Sorgfältig vermied er das Verletzen und Eindringen in die Lebensräume anderer Lebewesen wie Tiere und Pflanzen. Seine Meditationsmethode, seine selbst auferlegten Entsagungen und seine friedliche Lebensweise sind Vorbild aller Jaina Mönche, Nonnen und Laien. Das Ergebnis seiner über 12 Jahre praktizierten spirituellen Übungen war neben übersinnlicher Wahrnehmungsfähigkeit und der Generierung gewaltiger Energien die Erlangung von Allwissenheit, Keval Jnana. Die nächsten 30 Jahre seines Lebens durchquerte er als spiritueller Lehrer barfuss den indischen Subkontinent und unterwies seine Mitmenschen in der Realisierung der ewigen Wahrheit, die er geschaut hatte. Menschen aus allen Bereichen der Gesellschaft folgten seinen Lehren, Könige, Arme, Reiche, Priester, Händler und Kaufleute. Er richtete sich explizit gegen die im Alten Indien geltenden Kastenregeln der sozialen Aussonderung, für ihn zählte nur die Bereitschaft eines Menschen, sich seiner Fähigkeiten und seines Potentials als Mensch bewusst zu werden und sie zum Wohle der Allgemeinheit einzusetzen. Sein ultimatives Ziel war die Befreiung des Menschen aus dem ewigen Kreislauf der Geburten und Tode voller Wechselbäder aus Freud und Leid, mit dem Ziel, einen Zustand andauernder Glückseligkeit zu erleben in absoluter Freiheit und Erlösung (Moksha).
Mahavira erklärte, dass die Seele jedes Lebewesens (Jiva) seit ewigen Zeiten von Karma Atomen gebunden wird, die sich aus den eigenen guten oder schlechten Taten generieren. Unter dem Einfluss des Karma gewöhnt sich die Seele daran, Vergnügen aus sinnlichen Freuden und materiellen Objekten zu ziehen, die zur Ursache für egozentrische und gewalttätige Gedanken, Worte und Taten werden, was wiederum zur Anhäufung weiteren Karmas führt. Mahavira predigte, dass richtige Einstellung (Samyak Darshana), richtige Erkenntnis (Samyak Jnana) und richtiges Handeln (Samyak Charitra) dem Menschen dazu verhelfen sich selbst zu befreien. Das Herzstück von Mahaviras Lehre ist in fünf Gelübden niedergelegt:
Gewaltlosigkeit (Ahimsa)
Wahrhaftigkeit in Worten und Taten (Satya)
Nichts nehmen, was einem nicht gegeben wird (Asteya)
Nicht nach sinnlichen Freuden und Genüssen streben (Brahmacharya)

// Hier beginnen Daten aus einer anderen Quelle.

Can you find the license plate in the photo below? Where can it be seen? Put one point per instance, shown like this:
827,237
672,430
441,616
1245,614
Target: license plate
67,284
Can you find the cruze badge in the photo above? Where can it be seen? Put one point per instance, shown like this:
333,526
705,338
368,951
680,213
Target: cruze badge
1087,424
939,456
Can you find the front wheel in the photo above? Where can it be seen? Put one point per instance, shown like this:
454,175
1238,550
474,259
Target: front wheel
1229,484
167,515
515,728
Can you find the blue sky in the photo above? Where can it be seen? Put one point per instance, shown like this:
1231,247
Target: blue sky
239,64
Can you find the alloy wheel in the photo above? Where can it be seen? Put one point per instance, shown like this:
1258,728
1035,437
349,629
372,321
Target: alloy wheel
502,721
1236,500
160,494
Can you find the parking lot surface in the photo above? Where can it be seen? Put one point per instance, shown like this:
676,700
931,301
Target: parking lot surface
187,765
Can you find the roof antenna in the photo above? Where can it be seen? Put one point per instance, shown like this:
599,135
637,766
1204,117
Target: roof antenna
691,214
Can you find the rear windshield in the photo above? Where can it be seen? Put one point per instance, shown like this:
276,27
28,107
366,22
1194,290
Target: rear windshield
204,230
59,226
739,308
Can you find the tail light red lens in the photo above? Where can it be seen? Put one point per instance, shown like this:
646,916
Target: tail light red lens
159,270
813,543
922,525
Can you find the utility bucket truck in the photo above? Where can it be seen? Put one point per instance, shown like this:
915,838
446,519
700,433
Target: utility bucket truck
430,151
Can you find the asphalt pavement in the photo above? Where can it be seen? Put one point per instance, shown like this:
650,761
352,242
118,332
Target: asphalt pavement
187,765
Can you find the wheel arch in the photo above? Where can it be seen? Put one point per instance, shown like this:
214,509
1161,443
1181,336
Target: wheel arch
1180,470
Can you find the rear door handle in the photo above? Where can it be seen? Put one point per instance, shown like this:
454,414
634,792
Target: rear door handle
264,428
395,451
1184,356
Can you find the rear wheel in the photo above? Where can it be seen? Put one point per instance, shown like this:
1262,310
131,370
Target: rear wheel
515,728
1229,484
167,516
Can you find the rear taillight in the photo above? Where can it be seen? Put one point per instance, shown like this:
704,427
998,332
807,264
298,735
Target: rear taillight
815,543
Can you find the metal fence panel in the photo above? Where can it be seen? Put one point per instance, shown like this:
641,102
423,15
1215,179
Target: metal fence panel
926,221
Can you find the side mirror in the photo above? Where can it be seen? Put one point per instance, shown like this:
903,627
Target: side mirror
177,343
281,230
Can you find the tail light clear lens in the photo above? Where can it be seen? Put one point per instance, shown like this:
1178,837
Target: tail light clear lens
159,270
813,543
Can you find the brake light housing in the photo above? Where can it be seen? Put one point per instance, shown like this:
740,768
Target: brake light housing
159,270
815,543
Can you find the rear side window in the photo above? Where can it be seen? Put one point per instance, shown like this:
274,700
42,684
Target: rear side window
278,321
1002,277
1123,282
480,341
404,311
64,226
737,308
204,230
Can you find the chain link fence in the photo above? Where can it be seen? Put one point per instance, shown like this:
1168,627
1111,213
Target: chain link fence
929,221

Keinen Besitz anhäufen (Aparigraha)
Mönche und Nonnen bekunden mit ihrem Eintritt in das Mönch-, bzw. Nonnentum, dass sie der verbindlichen Befolgung dieser Gelübde in jeder Lebenssituation ihr ganzes Leben widmen. Laien sehen sie als Grundlage ihres Handelns in der Welt an und realisieren sie soweit sie dazu in der Lage sind. Das bezieht sich sowohl auf die individuellen (genetisch,charakterlich), als auch die sozialen (Umwelt, Arbeit) Lebensumstände.
Mahavira starb im Alter von 72 Jahren im Jahre 527 v.u.Z. Seine vom Karma gereinigte Seele verließ seinen Körper und erlangte vollkommene Befreiung. Er wurde zu reinem, ewig lebendigem, körperlosem Bewusstsein in vollkommener Glückseligkeit, was man in Indien als Siddha bezeichnet. Die spirituelle Kraft und der ethische Level seiner Lehren beeindruckte und beeindruckt bis heute die Menschen. Er machte die Religion einfach und natürlich, ohne elaborierte rituelle Komplexitäten. Seine Lehren reflektieren das humane Streben nach innerer Schönheit und Harmonie der Seele.